A World of Doing
*mengingat boneka Profesor

Setelah sekian lama ditunda, akhirnya saya hari ini membereskan kotak-kotak  saya. Kotak-kotak ini berisi beragam catatan, buku dan segala hal yang berkaitan dengan kuliah dan kegiatan mengajar saya dulu. Ketika saya membuka kotak yang terakhir sesuatu yang lembut teraba oleh tangan saya. Sebuah boneka kelinci yang sudah mulai lusuh. Aah…boneka Profesor. Saya tersenyum mengingatnya.


Saya menamainya Profesor karena kerap mengajaknya bicara seakan-akan  sedang bicara dengan profesor kesayangan saya. Bicara, mengomel, atau tepatnya mengeluh ketika materi kuliah tidak bisa menyusup ke otak saya dengan baik. Atau ketika saya berharap memiliki insight seperti beliau saat ujung tesis saya rasanya tidak tampak jelas.
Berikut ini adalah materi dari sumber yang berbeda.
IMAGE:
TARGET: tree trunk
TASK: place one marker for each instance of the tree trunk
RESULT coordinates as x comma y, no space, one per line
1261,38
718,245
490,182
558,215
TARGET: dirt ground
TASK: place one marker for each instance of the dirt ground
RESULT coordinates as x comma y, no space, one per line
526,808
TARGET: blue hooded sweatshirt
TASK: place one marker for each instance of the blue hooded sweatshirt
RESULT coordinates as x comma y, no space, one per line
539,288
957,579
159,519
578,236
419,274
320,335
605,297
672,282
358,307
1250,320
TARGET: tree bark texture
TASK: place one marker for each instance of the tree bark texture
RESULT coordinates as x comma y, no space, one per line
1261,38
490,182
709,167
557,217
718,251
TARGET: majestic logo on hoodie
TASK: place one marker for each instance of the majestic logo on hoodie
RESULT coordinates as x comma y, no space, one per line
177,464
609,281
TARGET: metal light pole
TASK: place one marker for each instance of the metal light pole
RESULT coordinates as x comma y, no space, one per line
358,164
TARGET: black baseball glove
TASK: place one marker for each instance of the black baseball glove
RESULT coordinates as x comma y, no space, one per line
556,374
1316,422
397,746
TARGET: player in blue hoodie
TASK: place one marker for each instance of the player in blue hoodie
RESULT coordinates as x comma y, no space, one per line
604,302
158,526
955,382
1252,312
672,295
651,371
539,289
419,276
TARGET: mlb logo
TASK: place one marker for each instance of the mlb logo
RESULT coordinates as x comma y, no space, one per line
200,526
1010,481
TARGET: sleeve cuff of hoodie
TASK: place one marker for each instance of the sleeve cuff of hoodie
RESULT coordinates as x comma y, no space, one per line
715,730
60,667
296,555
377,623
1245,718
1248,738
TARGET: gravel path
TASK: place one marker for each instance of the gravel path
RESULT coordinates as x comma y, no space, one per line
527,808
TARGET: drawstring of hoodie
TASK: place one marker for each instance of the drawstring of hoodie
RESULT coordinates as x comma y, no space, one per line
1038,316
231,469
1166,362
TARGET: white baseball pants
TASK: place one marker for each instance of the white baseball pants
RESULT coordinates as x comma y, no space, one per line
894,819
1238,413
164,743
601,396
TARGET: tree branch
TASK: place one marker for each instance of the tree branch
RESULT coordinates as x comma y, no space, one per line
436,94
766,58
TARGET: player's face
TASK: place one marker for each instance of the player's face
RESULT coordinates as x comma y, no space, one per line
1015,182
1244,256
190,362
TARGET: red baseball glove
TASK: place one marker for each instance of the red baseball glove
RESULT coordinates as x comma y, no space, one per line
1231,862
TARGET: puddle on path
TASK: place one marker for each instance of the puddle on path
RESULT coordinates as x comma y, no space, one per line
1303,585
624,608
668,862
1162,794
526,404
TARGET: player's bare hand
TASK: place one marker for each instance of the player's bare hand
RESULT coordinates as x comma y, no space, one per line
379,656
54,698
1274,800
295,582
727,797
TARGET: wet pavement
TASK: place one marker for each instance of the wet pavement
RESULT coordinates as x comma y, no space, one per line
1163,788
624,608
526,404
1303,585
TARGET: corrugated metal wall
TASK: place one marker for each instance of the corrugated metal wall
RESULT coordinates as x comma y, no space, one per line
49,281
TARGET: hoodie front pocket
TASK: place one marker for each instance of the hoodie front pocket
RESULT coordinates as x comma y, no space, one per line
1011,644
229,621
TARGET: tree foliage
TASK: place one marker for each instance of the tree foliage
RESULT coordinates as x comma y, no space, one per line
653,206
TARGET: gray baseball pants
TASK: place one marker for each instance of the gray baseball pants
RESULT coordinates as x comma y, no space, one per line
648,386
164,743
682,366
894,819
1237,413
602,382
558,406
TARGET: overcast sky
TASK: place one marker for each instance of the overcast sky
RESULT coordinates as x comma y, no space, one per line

Hampir semua teman sesama mahasiswa saat itu takut dengan profesor tersebut. Hal yang wajar, karena memang beliau tegas dan kadang reaksinya tidak terduga. Namun saya tidak merasa takut. Segan, mungkin. Tapi tidak takut. Bagi saya beliau seperti seorang kakek. Seorang kakek yang galak tapi hangat dan suka memberi permen pada cucunya. Nah, saya seperti cucu yang mengharap permen itu. Dan permennya adalah pengetahuan yang beliau berikan.
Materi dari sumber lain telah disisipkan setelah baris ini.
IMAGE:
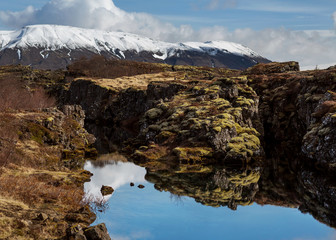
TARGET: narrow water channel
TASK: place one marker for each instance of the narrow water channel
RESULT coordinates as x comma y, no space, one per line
147,213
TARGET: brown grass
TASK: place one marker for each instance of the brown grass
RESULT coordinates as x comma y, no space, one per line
15,95
32,189
99,66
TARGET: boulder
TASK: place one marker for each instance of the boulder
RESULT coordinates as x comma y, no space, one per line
98,232
106,190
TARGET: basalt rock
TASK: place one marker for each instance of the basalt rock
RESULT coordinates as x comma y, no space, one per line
106,190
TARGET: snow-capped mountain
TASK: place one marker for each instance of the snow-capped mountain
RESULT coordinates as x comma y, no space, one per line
52,46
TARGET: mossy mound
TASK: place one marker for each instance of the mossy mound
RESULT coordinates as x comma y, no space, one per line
203,122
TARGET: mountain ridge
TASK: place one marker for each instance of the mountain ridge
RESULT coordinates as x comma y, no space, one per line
34,44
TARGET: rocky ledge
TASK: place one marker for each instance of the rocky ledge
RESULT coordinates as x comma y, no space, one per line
189,118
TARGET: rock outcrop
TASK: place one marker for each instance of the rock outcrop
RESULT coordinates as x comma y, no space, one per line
182,122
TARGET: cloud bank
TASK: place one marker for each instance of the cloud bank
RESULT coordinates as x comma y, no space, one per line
309,48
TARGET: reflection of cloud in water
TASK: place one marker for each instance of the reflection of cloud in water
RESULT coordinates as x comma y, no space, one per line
133,236
114,174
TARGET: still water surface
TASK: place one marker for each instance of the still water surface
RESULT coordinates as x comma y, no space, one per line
150,214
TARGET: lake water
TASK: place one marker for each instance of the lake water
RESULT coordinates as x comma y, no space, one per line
147,213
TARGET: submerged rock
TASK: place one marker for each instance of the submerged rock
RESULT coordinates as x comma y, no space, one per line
98,232
106,190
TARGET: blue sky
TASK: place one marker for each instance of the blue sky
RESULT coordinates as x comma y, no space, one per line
233,14
280,30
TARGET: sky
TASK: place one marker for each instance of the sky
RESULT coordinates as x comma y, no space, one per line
281,30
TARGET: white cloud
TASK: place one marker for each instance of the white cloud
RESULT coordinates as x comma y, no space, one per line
221,4
309,48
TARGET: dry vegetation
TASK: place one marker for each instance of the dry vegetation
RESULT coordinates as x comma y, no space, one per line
38,195
101,67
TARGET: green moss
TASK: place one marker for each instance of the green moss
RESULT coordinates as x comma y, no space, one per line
223,123
193,153
242,101
153,113
39,133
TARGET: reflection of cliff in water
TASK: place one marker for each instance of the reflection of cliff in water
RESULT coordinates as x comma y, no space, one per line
305,188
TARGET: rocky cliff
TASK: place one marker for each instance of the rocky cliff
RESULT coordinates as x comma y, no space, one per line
183,121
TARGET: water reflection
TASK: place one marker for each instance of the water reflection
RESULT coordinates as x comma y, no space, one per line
112,173
150,214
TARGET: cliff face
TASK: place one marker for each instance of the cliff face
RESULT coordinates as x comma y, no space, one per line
183,122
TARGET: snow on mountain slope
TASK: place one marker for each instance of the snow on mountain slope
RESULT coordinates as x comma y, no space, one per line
53,37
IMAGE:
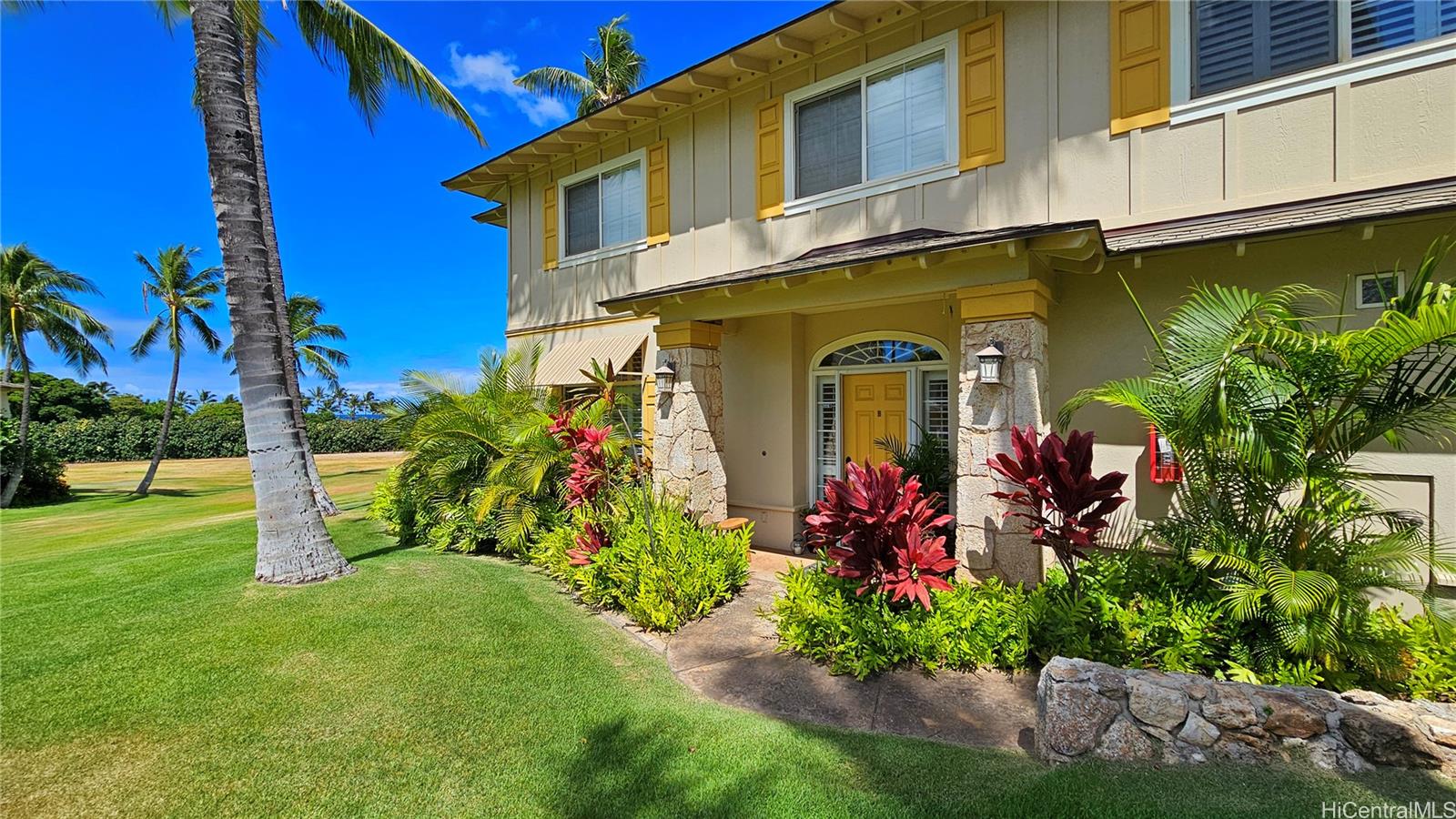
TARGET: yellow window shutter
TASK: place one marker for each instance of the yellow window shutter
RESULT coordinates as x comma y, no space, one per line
648,411
983,92
550,244
659,220
771,157
1140,65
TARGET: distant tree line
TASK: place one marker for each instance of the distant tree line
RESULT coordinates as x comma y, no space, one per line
77,421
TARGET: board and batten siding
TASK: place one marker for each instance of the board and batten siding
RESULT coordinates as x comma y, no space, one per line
1062,159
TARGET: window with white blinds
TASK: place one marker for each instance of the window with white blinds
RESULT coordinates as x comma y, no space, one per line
826,431
878,126
829,135
1376,25
606,208
905,118
935,405
1244,41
Saya nrimo saja diomeli, toh sesudah itu beliau akan mendongeng hal-hal menarik  di bidang kami. Kalaulah ruang kelas bisa diubah seperti  Kapten Picard menggunakan holodeck di serial Startrek, mungkin saya akan merubah settingnya seperti ruangan minum teh yang hangat.
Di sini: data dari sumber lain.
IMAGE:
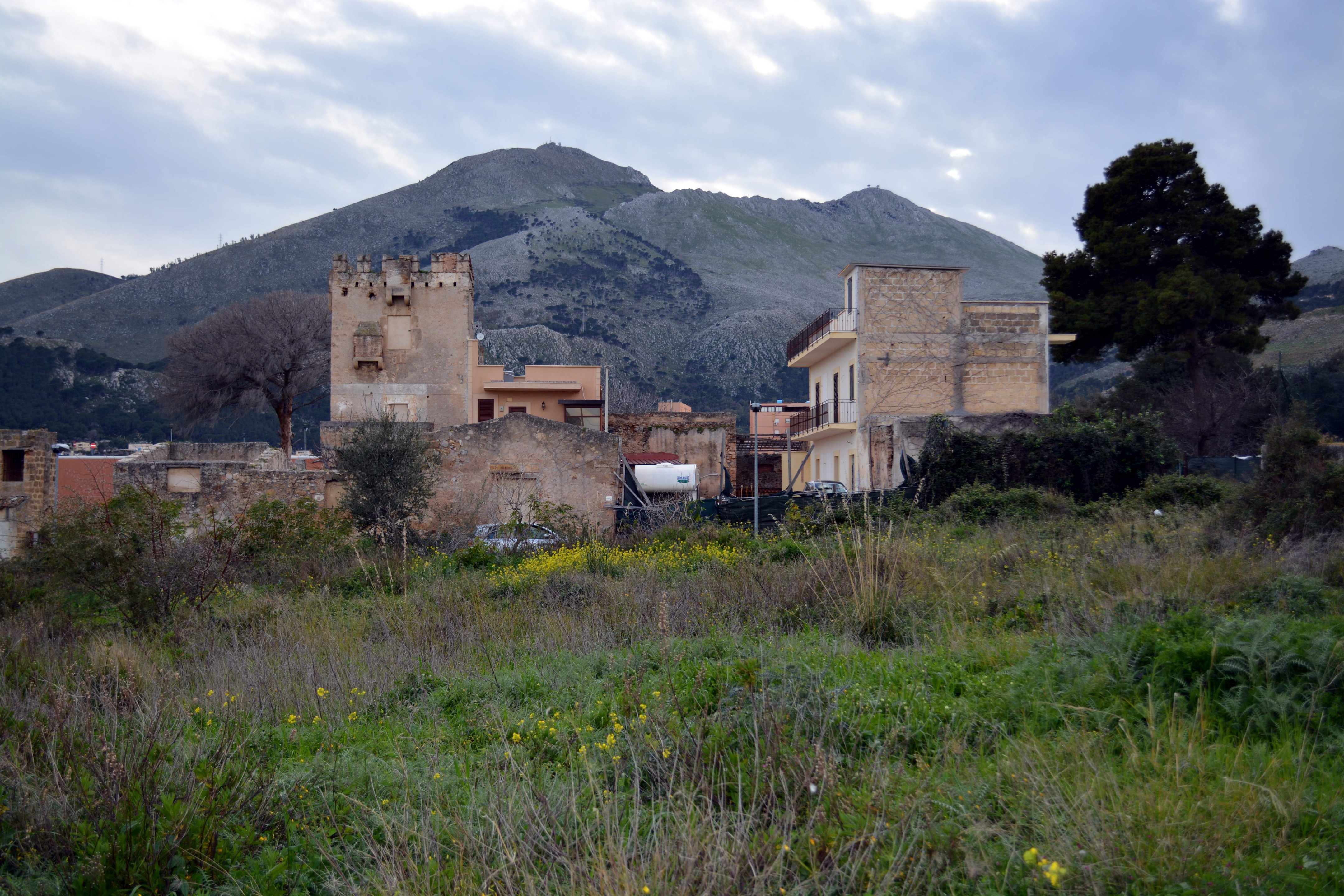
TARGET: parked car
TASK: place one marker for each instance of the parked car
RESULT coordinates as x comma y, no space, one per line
518,536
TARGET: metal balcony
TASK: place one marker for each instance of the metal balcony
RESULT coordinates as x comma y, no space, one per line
824,326
823,416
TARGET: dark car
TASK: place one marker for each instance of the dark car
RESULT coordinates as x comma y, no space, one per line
518,536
Satu percakapan yang tidak terlupakan terjadi di awal saya menjadi mahasiswa S2 beliau. Dia bertanya dalam bahasa Inggris bercampur Indonesia khas dosen jaman dulu, “Menurut Anda, dunia kita ini, a world of doing or a world of phrasing theory?”. Saat itu tanpa ragu (meski sebetulnya dalam hati ragu-ragu banget), saya menjawab , “ It’s a world of doing.” Jawaban yang tepat rupanya, karena beliau tersenyum senang. 

Meski saya menjawab dengan benar saat itu, pemahaman yang sesungguhnya datang belakangan seiring waktu. Ketika saya menyadari bahwa yang terpenting adalah mempraktekkan yang kita pelajari. Ketika apa yang kita pelajari bisa menjadi solusi untuk masalah yang ada. Bahwa orang menjadi hebat ketika mampu secara nyata melakukan sesuatu untuk orang di sekitarnya. Dibandingkan jika pemikiran kita berhenti di atas kertas bernama teori atau hipotesis.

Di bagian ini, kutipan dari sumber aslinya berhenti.